- The Ford Focus continues to be the world's best-selling vehicle nameplate, Ford said on Tuesday.
- Citing Polk's latest global vehicle registration data, Ford said Focus registrations rose 18 percent in the first quarter to 288,724.
- Strong demand for Focus in key markets such as China and Brazil fueled the growth.
DEARBORN, Michigan — The Ford Focus continues to be the world's best-selling vehicle nameplate, Ford said on Tuesday.
Citing Polk's latest global vehicle registration data, Ford said its analysis shows that Focus registrations rose 18 percent in the first quarter to 288,724 compared to the same period a year ago.

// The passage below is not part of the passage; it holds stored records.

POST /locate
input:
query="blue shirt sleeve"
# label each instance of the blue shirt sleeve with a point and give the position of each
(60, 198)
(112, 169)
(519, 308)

Strong demand for Focus in key markets such as China and Brazil fueled the growth. Focus registrations in China reached 104,065 vehicles, up 153 percent compared to the first quarter of 2012. In Brazil, demand rose 18 percent, with 7,227 vehicles registered during the period.
Ford said it has ramped up capacity worldwide to meet growing customer demand for the Focus, including such models as the high-performance Focus ST. The Focus is now produced in nine plants worldwide, giving Ford the capacity to build more than two Focus vehicles every minute.
Last year, Toyota disagreed with Ford when the Dearborn automaker said the Focus blew past the Corolla in terms of global registrations. Toyota includes Corolla derivatives, such as the Matrix, in its vehicle count. When asked by Edmunds to comment, Toyota responded today with the following statement:"At Toyota, we tend to look at the big picture, not at sales results for any one model in any one quarter. Our goal is to make sure we deliver a great ownership experience to each and every one of our customers throughout the world. With a newly styled Corolla coming later this year, we are confident that the world's best-selling vehicle will continue to set the global standard for value, reliability and customer satisfaction."
The 2014 Toyota Corolla features a more daring design, which may ramp up this competition even more.
Edmunds says: The tussle between Toyota and Ford over the compact sales crown should become even more heated once the redesigned Corolla hits showrooms in the fall.